29. As outlined above, this case relates to a previous decision of this Office wherein the Commissioner annulled the Department’s decision and directed it to undertake a fresh decision-making process. In such circumstances, I appreciate that remitting the case back to the Department for a second time causes further delay for the appellant. However, I do not believe that there is an appropriate alternative course of action to take in this instance.
30. Having carried out a review under article 12(5) of the AIE Regulations, on behalf of the Commissioner for Environmental Information, I annul the Department’s decision and direct it to carry out a new internal review process under article 11 of the AIE Regulations.
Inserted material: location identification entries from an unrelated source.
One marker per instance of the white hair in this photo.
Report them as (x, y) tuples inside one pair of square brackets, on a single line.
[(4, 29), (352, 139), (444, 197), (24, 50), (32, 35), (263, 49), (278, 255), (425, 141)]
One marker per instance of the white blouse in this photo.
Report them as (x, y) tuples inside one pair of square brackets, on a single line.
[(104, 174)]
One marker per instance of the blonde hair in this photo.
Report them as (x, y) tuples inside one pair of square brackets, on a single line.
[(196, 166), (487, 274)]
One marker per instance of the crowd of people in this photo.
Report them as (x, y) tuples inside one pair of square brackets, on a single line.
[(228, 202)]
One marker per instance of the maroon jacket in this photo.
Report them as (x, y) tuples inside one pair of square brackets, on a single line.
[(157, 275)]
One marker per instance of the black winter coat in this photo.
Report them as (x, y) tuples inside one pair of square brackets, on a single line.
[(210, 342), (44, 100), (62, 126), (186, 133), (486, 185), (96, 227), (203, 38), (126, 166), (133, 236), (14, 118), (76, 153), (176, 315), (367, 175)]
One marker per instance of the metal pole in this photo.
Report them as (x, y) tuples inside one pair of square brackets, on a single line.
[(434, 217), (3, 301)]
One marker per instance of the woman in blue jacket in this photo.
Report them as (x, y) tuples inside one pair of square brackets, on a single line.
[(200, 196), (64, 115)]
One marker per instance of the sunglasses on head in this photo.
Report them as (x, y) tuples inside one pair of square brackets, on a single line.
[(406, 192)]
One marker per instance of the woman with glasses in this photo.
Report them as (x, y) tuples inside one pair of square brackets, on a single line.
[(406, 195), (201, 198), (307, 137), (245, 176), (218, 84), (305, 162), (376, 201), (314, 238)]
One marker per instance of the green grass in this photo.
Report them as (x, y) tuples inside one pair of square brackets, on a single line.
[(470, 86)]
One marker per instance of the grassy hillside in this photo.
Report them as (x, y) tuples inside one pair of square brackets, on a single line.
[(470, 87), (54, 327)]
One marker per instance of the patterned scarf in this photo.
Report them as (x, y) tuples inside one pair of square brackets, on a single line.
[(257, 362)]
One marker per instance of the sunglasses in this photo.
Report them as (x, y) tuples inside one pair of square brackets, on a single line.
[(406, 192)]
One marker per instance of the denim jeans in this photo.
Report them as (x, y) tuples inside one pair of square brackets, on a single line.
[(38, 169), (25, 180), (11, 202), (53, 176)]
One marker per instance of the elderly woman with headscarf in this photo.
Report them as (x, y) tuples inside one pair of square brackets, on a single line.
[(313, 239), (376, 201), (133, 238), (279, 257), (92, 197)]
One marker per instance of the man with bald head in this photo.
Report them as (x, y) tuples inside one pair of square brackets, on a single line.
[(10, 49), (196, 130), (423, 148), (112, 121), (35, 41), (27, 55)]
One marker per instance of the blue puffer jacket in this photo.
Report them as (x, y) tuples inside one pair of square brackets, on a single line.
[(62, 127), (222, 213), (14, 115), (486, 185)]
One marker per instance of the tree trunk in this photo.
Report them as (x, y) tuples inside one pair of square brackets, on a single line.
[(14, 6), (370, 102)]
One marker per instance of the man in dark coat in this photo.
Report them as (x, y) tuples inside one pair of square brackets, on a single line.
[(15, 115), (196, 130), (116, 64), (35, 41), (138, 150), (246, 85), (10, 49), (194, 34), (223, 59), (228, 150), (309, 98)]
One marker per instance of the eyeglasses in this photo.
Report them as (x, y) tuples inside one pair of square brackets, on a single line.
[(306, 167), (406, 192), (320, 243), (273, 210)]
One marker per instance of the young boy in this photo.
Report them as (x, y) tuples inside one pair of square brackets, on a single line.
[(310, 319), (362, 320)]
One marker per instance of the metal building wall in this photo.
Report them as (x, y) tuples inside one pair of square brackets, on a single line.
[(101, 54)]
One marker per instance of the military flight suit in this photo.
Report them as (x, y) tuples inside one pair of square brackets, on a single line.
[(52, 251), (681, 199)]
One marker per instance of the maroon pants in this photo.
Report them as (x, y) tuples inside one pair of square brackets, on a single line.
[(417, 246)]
31. If further searches identify information within the scope of the appellant’s request, then a decision on disclosure should be reached in accordance with the provisions of the AIE Regulations. If it is the case that, having taken reasonable and adequate steps to identify and retrieve information within the scope of the request, the Department remains of the view that no relevant information is held by or for it, it should advise the appellant of this and set out the steps taken by it in conducting those searches.
32. A party to the appeal or any other person affected by this decision may appeal to the High Court on a point of law from the decision. Such an appeal must be initiated not later than two months after notice of the decision was given to the person bringing the appeal.